Trump and his fellow Republicans expanded their control of the U.S. Senate in Tuesday’s midterm elections, following a divisive campaign marked by fierce clashes over race and immigration.
But they lost their majority in the House, a setback for Trump after a campaign that became a referendum on his leadership.
With some races still undecided, Democrats were headed for a gain of more than 30 seats, beyond the 23 they needed to claim their first majority in the 435-member House in eight years.
A House majority would be enough to impeach Trump if evidence surfaced of collusion by his campaign, or of obstruction by the president of the federal investigation. But Congress could not remove him from office without a conviction by a two-thirds majority in the Republican-controlled Senate, an unlikely scenario.
Seizing the Senate had never looked a likely prospect for the Democrats, and in the event they fell short of a tidal wave of voter support that would have given them control of both chambers of Congress.
Winning a Senate majority would have allowed Democrats to apply the brakes even more firmly on Trump’s policy agenda and given them the ability to block any future Supreme Court nominees.
However, the Democrats will now head House committees that can investigate the president’s tax returns, possible business conflicts of interest and possible links between his 2016 election campaign and Russia.
The Democrats could also force Trump to scale back his legislative ambitions, possibly dooming his promises to fund a border wall with Mexico, pass a second major tax-cut package, or carry out his hardline policies on trade.
How impeachment works
The process of impeachment starts from the House of Representatives and needs a simple majority to pass.

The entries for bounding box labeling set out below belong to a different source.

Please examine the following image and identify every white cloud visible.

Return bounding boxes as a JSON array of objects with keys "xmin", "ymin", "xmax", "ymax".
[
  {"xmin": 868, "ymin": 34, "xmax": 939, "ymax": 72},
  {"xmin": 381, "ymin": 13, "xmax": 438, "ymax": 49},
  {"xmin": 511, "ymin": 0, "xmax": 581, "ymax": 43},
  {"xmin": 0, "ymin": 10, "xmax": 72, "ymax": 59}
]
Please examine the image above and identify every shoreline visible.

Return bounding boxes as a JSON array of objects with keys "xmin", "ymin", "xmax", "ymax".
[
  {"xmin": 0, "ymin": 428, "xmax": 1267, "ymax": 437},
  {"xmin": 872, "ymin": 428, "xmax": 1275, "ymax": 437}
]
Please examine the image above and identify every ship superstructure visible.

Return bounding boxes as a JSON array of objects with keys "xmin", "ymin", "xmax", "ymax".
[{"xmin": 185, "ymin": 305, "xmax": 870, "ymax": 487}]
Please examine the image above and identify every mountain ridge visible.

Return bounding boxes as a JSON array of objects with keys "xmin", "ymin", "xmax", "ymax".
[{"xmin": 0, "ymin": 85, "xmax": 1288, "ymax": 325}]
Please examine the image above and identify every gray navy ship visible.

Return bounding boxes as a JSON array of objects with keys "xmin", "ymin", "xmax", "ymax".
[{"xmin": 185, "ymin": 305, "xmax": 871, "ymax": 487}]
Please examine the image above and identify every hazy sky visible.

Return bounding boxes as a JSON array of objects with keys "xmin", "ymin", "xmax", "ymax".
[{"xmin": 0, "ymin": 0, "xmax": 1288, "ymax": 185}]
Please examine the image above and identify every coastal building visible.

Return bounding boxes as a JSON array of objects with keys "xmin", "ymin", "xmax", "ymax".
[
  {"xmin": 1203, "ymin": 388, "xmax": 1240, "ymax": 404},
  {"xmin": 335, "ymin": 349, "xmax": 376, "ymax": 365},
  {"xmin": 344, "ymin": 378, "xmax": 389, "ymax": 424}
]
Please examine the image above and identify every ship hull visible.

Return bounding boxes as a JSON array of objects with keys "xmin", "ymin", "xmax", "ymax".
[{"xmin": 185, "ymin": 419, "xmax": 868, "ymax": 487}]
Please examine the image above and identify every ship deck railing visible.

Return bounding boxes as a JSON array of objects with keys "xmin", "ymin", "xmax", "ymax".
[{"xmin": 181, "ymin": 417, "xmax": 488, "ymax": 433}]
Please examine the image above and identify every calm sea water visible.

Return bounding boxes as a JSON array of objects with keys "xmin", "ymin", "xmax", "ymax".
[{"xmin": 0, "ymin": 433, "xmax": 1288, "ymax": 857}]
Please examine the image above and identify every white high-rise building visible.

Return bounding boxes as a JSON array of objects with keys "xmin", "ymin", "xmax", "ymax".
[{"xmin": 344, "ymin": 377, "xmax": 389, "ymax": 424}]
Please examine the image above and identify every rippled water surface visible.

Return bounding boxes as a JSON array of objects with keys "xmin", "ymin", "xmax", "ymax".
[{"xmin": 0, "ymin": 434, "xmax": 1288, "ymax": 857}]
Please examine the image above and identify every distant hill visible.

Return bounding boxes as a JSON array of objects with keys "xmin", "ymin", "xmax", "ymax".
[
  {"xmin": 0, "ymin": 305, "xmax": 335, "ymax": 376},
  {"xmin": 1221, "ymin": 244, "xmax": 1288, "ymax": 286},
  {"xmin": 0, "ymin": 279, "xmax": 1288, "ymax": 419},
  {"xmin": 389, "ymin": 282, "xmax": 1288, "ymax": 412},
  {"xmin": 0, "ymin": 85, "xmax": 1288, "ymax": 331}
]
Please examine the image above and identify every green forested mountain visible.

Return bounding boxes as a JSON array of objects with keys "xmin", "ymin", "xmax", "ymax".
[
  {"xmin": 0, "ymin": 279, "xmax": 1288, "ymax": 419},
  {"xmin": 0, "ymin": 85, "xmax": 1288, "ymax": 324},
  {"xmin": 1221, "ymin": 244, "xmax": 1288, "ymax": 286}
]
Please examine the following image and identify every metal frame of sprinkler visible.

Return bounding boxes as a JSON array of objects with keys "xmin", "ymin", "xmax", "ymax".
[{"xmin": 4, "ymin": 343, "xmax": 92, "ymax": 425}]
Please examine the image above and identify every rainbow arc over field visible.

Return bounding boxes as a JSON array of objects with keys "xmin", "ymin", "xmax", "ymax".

The trial on the other hand is held by the Senate where a 2/3rdvote is needed for removal, a milestone that has never been reached in America’s history.
Only two Presidents have found themselves impeached, but neither were removed from office. A third – Richard Nixon – quit when the impeachment process started.
Bill Clinton found himself impeached on grounds of perjury, when he lied about the nature of his affair with Monica Lewinsky. The House voted 228 to 206 in favour of impeaching Clinton and 221 to 212 on the second. However, when it reached the senate, it failed to get close to 2/3rdof the majority required.
The second was Andrew Johnson in 1865. A third Nixon, quit, while impeachment proceedings started against him. However, history bears witness to the fact that no POTUS has ever been removed from office so far due to the impeachment process.At best, they can simply start the impeachment process in the House of Representatives.